On top of all that, I don’t really understand the desire to keep writing new Erlang web frameworks for performance reasons. As I stated earlier, if a framework uses Erlang’s built-in packet decoding and socket handling, it won’t perform a great deal better than any other Erlang web framework. OTOH, if someone writes a new framework with the hope of providing a really nice new programming model — webmachine is a fantastic example of this — then they shouldn’t be “proving” how good the programming model is by trying to show how fast it is. Ever seen webmachine being advertised via performance benchmarks? Neither have I.
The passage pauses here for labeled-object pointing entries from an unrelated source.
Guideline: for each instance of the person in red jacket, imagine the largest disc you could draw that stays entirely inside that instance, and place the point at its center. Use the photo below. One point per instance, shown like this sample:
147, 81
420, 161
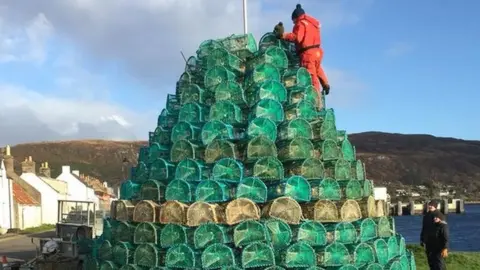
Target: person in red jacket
306, 36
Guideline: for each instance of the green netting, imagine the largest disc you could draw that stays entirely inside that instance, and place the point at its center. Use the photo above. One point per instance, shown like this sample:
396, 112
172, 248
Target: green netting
262, 126
252, 188
141, 172
230, 91
162, 170
180, 190
183, 149
313, 233
243, 46
381, 251
269, 108
216, 130
213, 191
228, 170
152, 190
105, 251
330, 150
185, 131
221, 57
299, 255
193, 93
211, 233
385, 226
157, 151
182, 256
193, 113
296, 77
280, 233
266, 90
174, 234
216, 75
295, 128
219, 149
298, 148
260, 146
257, 255
364, 255
310, 168
295, 187
147, 232
368, 230
217, 256
123, 253
359, 170
166, 120
161, 135
148, 255
329, 189
249, 231
227, 112
128, 190
191, 170
342, 170
268, 169
124, 232
262, 73
108, 265
335, 254
304, 109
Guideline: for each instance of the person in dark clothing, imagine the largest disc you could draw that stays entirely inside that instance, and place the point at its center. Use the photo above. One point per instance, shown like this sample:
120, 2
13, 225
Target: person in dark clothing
427, 223
436, 242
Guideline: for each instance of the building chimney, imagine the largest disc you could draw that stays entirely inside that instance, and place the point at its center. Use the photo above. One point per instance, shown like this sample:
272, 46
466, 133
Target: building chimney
45, 170
28, 166
8, 160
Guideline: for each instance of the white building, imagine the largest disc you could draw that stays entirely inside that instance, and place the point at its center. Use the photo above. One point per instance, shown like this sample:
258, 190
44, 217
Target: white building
77, 190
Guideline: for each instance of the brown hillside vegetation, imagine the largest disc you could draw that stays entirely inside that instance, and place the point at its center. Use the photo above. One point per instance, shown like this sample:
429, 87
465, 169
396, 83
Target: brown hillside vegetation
390, 158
Let’s face it, the Erlang web development community isn’t large enough to support numerous web servers and frameworks. I’m sure some will disagree, but publishing artificial benchmarks designed to “prove” which is best IMO results mostly in just fragmenting the community. If you really have an itch to write a fast Erlang web server, you’d help the community much more by contributing to an existing one, including the Erlang inets web server included in Erlang/OTP and now powering the Erlang website. For Yaws, Klacke and I often take patches and suggestions from our users, and we gladly welcome solid contributions intended to improve Yaws performance. If you’re just dying to show off your chops, note that improving performance in a long-lived and highly stable codebase like Yaws without breaking anyone’s code is far more challenging than writing another new server that basically doesn’t differ much from what already exists.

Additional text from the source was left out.